Health Care Financing Task Force is an opportunity for Minnesota to move toward health care for all

Ben Horowitz
Aug 13, 2015

The newly-minted Health Care Financing Task Force has an opportunity to outline a path where no Minnesotan has to forgo medical care because they can’t afford a visit to the doctor. We encourage the group to craft recommendations strengthening the public health insurance channels that allow more than one million Minnesotans to access health care. This work should be done with an eye towards the fact that the people likely to be most affected by efforts to strengthen or weaken public health insurance options will be those Minnesotans that struggle the most to afford private insurance. This includes a disproportionate share of women, adults with disabilities and people of color.

The Task Force was created in the 2015 Legislative Session, and met for the first time last Friday. It is charged with issuing recommendations about increasing access to affordable health care coverage next January, in time for consideration by the 2016 Legislature.

For working-age Minnesotans (ages 19 to 64), public health insurance usually comes through MinnesotaCare or Medical Assistance. Two-thirds of the families accessing these public routes to health care coverage contain at least one worker. In these situations, an employer may not offer health insurance, or the coverage they offer may be unaffordable.

The working-age adults covered through public health care channels disproportionately include women, adults with disabilities and Minnesotans of color. Specifically:

  • Women make up roughly half of Minnesota’s working-age population. However, 12 percent more working-age women are covered through public avenues like MinnesotaCare or Medical Assistance than working-age men.
  • While Minnesotans of color represent 14 percent of Minnesota’s working-age population, more than one-quarter of Minnesotans gaining insurance through public health coverage are people of color.
  • People with disabilities represent less than 10 percent of Minnesota’s working-age adults. However, they make up about a third of the people who find health insurance through a public channel.
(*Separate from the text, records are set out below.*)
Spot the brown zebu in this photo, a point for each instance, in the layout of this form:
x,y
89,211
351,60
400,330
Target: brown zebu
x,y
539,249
Because public health care coverage is tied to income, it is not surprising that those who tend to earn less are also more likely to gain coverage through a public pathway. Women and people of color are likely to earn less than male and white workers, and adults with disabilities are also disproportionately likely to be working for minimum wage.

MinnesotaCare and Medical Assistance are crucial for ensuring that people paid low wages have a path to affordable health insurance. Any proposals that weaken public health care coverage will mean those who struggle most in today’s economy will be hardest hit, including women, people of color and adults with disabilities.